The old 'blast -batch' command doesn't work anymore; to run blast in batch mode see How do I run blast searches in batch mode
Protein sequence alignment programs in the Wisconsin Package use scoring matrices to make comparisons between pairs of amino acids. In Version 9.0, released in December 1996, changes were made to the scoring matrices which may affect the alignments you create.
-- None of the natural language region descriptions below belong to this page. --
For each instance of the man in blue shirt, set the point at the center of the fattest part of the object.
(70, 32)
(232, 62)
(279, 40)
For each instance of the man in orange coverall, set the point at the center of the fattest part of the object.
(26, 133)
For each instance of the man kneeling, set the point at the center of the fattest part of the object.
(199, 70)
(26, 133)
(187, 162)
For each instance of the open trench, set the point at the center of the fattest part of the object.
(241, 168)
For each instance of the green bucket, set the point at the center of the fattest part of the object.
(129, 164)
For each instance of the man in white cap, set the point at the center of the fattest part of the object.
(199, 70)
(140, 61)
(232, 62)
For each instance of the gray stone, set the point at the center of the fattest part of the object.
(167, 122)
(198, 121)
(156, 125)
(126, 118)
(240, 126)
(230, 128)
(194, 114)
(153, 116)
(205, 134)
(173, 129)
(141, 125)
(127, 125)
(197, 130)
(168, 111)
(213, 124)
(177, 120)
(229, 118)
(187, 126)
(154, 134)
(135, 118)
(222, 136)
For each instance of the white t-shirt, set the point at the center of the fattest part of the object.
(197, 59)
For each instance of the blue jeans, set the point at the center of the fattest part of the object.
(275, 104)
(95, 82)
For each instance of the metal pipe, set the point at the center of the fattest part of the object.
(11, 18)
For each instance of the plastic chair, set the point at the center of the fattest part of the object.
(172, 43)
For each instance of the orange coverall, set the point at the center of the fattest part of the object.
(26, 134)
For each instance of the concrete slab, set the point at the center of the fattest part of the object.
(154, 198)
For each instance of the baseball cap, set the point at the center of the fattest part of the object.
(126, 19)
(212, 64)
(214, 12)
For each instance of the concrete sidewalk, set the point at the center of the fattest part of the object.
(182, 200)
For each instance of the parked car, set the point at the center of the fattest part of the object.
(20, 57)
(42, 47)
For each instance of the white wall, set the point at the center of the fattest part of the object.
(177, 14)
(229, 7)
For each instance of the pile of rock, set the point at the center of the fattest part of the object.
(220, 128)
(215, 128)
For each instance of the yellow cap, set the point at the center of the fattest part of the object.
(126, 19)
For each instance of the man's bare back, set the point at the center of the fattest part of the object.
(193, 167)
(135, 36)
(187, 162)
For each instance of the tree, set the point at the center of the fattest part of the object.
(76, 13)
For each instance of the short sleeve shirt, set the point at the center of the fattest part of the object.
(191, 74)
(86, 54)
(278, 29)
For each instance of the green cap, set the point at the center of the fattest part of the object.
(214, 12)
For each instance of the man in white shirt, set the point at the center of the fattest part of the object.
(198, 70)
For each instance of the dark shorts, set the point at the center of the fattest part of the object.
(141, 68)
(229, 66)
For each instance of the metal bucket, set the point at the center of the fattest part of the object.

If the sequences you aligned in previous versions of the Package were very similar, you may not have noticed much difference to those same alignments produced using Version 9.0. However, with more distantly related sequences the alignments produced may be substantially different.
Version 9 Changes to Scoring Matrices
There are two main changes to protein scoring matrices in Version 9.0.
How Does This Affect Me?
Two common questions you may have about the alignments created in Version 9.0 and their answers are detailed below.
Q: The global alignment displayed by PileUp or Gap shows one sequence completely to the right of the others, with only a few end bases shown as matched when run with BLOSUM62 (see examples below). But with the old matrix the sequences appeared to align together. Why?
A: The old matrix (PAM250) was overly permissive of mismatches and allowed you to align unrelated sequences. The BLOSUM62 matrix is more restrictive and will not routinely align unrelated sequences along their entire lengths. Thus, you may find that the displaced sequence(s) may be unrelated to the rest of your alignment. If you have reason to believe that the sequences are globally but very distantly related, then you might want to align them with a matrix based on an evolutionary model that assumes greater divergence time, like BLOSUM30. (A complete series of BLOSUM matrices is provided in the GenMoreData directory.)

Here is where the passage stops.